Fried on Miers

My constitutional law professor weighs in on the Miers nomination, and unsurprisingly, his views and priorities are about the same as my own on the perils of a Justice who can’t write:

A justice without the strength of mind to pick her way through these intricacies and the skill to explain her decisions in understandable and compelling prose suited to those intricacies will flounder in a number of ways that would be disastrous for the law. Such a justice might rely on instincts undisciplined by clear analysis and therefore over time spin a web of confusion which increasingly will entangle that justice, the justice’s colleagues and a perplexed public. Or that justice might fall under the sway of one or more of his or her colleagues and so disappoint the expectation that a fresh and independent mind has been added to the court.
Worse still, if the justice cannot write then someone is going to have to do that writing for the justice, and that will inevitably be the justice’s law clerks.

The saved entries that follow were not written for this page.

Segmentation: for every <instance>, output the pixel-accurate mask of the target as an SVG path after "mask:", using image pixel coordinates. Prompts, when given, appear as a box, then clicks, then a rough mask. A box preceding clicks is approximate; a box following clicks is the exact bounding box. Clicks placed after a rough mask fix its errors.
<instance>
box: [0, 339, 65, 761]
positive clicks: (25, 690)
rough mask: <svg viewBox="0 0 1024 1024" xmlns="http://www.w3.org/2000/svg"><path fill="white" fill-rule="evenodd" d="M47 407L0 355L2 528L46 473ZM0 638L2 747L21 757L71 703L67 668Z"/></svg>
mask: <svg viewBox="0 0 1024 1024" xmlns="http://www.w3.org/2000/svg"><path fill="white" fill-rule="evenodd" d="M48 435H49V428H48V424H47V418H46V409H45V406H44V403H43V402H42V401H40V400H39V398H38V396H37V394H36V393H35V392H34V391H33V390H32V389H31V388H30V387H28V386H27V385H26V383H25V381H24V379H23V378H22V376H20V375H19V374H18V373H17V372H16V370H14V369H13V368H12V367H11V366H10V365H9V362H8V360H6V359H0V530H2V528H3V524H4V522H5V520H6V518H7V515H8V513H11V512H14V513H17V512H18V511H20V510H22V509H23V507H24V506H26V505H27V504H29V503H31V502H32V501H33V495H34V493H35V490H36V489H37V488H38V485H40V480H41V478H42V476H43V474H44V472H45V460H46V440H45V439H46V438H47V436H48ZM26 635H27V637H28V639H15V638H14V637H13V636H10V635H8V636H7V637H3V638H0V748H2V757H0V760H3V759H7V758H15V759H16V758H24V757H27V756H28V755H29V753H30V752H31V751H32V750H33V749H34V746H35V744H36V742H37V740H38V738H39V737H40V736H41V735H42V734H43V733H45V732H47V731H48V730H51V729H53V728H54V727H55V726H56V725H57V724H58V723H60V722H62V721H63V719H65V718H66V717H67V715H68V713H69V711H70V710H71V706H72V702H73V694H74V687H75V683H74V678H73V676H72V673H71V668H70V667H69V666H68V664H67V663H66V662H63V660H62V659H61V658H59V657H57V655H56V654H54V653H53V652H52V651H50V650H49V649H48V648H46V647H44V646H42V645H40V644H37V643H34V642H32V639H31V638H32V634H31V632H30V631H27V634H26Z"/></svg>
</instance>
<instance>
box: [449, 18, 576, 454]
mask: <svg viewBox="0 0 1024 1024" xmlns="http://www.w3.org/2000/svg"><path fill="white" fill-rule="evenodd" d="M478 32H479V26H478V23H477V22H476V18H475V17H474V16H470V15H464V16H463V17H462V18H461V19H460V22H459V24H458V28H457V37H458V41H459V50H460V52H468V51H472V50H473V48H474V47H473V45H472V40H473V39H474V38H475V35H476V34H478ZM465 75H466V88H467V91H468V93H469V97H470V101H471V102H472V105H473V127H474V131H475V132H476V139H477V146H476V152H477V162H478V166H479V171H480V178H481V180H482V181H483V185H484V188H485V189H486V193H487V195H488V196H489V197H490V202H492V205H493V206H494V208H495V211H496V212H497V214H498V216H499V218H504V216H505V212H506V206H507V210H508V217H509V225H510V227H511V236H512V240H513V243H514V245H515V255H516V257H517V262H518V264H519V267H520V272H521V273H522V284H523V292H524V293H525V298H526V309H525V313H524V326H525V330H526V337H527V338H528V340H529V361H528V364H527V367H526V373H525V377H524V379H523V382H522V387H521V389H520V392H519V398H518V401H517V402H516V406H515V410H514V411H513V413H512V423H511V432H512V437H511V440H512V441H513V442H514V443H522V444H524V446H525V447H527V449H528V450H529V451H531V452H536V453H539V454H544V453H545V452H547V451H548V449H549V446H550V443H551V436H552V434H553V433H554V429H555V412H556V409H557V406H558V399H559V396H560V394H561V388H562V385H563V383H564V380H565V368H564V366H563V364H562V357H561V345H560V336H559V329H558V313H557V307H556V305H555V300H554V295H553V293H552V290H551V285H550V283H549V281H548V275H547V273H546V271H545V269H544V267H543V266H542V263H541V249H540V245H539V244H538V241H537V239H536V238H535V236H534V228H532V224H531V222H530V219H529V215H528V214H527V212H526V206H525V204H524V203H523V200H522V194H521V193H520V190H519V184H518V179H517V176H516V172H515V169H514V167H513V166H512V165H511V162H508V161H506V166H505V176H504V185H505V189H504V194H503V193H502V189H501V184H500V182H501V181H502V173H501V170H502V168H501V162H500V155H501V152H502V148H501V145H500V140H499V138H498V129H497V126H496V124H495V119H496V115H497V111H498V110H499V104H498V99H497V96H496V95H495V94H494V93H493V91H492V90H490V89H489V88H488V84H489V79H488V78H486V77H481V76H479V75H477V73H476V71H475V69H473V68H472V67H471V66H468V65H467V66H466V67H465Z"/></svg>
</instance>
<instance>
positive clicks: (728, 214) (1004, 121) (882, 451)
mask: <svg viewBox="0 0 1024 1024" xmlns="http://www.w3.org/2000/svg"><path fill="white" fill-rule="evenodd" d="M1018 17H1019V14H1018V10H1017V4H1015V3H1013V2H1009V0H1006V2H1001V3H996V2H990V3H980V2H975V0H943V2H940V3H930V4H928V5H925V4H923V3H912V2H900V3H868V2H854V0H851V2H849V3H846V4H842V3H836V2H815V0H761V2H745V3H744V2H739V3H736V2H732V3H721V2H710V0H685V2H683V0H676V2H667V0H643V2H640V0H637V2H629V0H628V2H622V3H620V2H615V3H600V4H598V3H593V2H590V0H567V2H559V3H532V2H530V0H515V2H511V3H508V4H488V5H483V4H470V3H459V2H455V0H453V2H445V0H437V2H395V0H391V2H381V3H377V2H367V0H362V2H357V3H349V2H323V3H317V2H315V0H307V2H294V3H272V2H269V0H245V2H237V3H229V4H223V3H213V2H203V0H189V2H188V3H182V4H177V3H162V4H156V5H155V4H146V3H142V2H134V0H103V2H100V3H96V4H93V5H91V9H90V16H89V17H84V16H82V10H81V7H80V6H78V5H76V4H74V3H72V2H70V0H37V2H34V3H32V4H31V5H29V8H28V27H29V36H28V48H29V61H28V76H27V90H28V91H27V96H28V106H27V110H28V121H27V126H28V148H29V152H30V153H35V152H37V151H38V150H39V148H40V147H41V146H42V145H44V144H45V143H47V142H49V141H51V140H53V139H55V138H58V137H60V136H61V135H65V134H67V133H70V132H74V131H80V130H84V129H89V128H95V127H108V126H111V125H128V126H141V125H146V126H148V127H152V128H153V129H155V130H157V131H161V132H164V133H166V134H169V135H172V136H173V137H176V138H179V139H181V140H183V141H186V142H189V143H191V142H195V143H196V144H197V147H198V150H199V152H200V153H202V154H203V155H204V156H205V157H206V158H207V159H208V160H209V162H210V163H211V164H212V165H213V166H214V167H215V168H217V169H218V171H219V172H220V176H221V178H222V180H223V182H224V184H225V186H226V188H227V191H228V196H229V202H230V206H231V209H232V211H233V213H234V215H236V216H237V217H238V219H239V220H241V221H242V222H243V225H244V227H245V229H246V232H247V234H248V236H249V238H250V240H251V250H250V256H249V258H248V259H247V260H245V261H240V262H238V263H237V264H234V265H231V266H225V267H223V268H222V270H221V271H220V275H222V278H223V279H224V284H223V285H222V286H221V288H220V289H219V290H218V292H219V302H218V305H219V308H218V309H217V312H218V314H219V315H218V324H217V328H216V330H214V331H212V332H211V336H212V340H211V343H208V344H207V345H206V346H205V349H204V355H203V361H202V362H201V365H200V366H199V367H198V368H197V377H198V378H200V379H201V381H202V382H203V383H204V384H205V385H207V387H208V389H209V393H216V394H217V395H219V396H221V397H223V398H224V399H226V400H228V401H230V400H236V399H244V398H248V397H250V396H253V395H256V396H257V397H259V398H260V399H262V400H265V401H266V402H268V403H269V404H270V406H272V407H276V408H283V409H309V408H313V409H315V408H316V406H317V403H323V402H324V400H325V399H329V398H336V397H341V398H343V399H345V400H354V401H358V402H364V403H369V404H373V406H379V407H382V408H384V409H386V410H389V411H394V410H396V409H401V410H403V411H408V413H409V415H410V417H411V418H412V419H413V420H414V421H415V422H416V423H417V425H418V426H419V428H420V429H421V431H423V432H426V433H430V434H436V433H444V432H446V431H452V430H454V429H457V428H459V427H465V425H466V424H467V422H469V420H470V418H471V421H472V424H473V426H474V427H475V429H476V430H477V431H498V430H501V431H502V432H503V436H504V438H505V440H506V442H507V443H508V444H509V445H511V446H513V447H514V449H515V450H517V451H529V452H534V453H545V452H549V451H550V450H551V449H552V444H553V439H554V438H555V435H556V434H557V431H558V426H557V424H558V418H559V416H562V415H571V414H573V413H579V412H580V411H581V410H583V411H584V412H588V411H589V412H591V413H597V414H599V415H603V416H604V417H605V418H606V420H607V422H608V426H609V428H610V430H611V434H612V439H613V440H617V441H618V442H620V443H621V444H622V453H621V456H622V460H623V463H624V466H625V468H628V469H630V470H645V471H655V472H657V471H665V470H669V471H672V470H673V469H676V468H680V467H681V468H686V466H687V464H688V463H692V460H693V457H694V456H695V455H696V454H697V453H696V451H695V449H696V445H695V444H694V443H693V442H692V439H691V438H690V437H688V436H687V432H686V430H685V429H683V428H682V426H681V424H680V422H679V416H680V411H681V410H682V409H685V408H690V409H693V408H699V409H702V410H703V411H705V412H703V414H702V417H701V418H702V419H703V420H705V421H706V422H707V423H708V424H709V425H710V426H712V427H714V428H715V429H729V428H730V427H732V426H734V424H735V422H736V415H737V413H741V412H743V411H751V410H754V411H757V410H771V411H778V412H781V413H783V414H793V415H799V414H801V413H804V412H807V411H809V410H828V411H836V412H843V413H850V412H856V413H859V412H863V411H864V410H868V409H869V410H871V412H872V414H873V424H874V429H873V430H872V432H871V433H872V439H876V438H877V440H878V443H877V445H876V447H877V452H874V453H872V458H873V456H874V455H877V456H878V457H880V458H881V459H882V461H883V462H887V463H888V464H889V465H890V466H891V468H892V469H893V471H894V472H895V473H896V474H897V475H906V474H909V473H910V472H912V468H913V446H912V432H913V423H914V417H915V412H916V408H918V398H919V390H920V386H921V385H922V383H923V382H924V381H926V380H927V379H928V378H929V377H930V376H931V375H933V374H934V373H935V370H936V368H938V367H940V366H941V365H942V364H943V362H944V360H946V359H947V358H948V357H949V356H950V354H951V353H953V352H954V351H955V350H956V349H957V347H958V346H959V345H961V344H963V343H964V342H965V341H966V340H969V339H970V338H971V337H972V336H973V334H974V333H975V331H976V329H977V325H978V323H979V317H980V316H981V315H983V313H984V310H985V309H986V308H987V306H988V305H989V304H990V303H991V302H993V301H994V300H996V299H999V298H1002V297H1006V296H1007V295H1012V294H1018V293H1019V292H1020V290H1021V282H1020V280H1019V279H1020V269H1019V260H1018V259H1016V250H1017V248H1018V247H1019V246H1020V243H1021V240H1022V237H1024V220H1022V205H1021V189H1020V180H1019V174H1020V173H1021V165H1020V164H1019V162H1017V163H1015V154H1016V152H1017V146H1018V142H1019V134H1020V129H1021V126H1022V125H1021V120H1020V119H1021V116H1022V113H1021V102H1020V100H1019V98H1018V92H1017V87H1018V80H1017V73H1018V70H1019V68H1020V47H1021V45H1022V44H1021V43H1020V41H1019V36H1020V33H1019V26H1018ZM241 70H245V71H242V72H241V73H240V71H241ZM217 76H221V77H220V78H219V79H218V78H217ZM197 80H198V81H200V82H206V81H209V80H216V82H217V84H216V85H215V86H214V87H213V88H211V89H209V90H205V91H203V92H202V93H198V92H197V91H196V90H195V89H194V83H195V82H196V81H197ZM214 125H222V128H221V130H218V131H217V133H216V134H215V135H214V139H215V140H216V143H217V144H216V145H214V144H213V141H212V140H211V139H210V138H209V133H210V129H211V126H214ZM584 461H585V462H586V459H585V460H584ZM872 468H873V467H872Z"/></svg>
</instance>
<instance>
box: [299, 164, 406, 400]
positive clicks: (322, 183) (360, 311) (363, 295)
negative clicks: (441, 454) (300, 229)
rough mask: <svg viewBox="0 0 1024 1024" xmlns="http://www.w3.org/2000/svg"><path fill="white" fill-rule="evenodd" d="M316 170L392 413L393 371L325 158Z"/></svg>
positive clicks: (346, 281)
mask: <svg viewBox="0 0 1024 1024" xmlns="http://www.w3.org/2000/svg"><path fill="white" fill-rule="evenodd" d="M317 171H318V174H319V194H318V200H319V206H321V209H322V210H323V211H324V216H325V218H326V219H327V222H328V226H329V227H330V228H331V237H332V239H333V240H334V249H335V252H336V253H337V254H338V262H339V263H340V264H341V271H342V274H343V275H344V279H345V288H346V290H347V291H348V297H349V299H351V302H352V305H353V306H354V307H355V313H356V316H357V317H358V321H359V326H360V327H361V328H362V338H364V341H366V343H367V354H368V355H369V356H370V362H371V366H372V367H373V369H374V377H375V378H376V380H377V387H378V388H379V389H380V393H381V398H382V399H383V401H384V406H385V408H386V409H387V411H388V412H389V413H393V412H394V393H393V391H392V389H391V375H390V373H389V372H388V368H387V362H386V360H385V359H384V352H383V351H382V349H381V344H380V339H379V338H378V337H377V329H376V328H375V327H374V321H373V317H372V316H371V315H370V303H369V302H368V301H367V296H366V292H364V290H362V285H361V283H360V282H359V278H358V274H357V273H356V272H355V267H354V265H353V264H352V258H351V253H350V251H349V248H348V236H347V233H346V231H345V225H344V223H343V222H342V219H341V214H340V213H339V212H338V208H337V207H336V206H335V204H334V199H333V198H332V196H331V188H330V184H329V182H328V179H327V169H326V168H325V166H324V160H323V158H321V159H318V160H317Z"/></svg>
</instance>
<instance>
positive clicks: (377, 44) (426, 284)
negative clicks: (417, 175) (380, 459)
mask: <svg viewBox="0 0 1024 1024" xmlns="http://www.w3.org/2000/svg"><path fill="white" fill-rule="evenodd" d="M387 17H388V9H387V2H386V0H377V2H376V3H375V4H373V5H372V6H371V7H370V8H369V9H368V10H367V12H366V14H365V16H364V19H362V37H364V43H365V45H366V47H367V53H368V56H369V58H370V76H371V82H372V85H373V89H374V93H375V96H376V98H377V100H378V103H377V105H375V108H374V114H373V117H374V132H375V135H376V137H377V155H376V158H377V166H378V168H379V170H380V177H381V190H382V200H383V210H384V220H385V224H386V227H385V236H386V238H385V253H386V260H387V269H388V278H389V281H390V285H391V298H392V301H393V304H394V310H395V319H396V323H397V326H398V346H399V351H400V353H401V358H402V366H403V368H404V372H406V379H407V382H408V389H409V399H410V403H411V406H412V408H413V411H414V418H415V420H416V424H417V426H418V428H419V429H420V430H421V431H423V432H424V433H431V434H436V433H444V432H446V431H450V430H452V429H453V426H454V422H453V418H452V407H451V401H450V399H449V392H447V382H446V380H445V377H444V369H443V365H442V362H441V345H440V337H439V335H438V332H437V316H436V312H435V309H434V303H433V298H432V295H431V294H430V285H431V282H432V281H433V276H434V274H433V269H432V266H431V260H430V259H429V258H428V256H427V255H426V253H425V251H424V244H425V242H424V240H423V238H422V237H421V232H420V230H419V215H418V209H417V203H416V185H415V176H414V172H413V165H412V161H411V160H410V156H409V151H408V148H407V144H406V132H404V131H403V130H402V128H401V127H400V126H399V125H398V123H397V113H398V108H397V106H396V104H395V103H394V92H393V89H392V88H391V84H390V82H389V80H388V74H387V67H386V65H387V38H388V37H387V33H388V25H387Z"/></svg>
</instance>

Those law clerks almost to a person are wizards at untangling legal puzzles and masters at setting out the answers in precise if usually turgid and uncompelling prose. But they are also young graduates without wisdom, experience, or a constitutional mandate to help run the country.
Unfortunately over its history the Supreme Court has had its share of intellectually inadequate, wavering, incoherent, absurdly stubborn, or clerk-driven justices.

Via Instapundit. Read the whole thing.

One thought on “Fried on Miers”

  1. Well said. The real problem is the cult of ignorance that seems to permeate this country. You see it everywhere. The idea of chosing someone as a Supreme Court Justice who cannot write can only be attributed to someone who has no understanding that a lawyer (and I am not one, but my wife is) realizes every word counts –no not as something you charge when writing by the hour, but that every nuance has meaning in some way, and when a Supreme writes, those nuances translate into something that affects many undreds of millions of people.
    That ignorance cult translates into many areas. By cult, I mean too many people who seem proud of thier ignorance. A new poll showing a large nubmer of people don’t “agree with the theory of evolution.” Sadly, that ignorance doesn’t understand that “theory” in a scientific treatise is not simply an idea or opinion, and more than Theory of Relativity or Theory of Gravity is. Evolution works whether you believe it or not–that is what science is.
    Ben Franklin, who many people seem to treat as a fairly sharp grandfatherly type, dealt with it as well. Among his many acheivments, Franklin (who was probably a genius on the Leonardo level-one of the Palace Magicians that Einstein, Newton and few others get to) was the well known invention of the lightning rod. What everyone forgets is how many clergymen damned that invention, claiming it impugned God’s wrath. They also insisted those “devil rods” would never be put on church steeples. The real problem was those churches were used to hold all sorts of valuables, up to and including gunpowder. You can guess the results.
    Ignorance in not realizing that history is important, that too many people, including many presidents thought history unimportant, stayed ignorant, and royally screwed up. Reagan was not one of them, and proved to be, as we know, a remarkable president; the current Bush is not; Reagan kept things simple, but was not ignorant, he simply distilled facts down to basic levels where it was easier to make a quick decision, something most excellent commanders do.
    Admiral Spruance was like that; his alternate, Halsey was not. Halsey got better press, Spruance was a afar superior navval officer.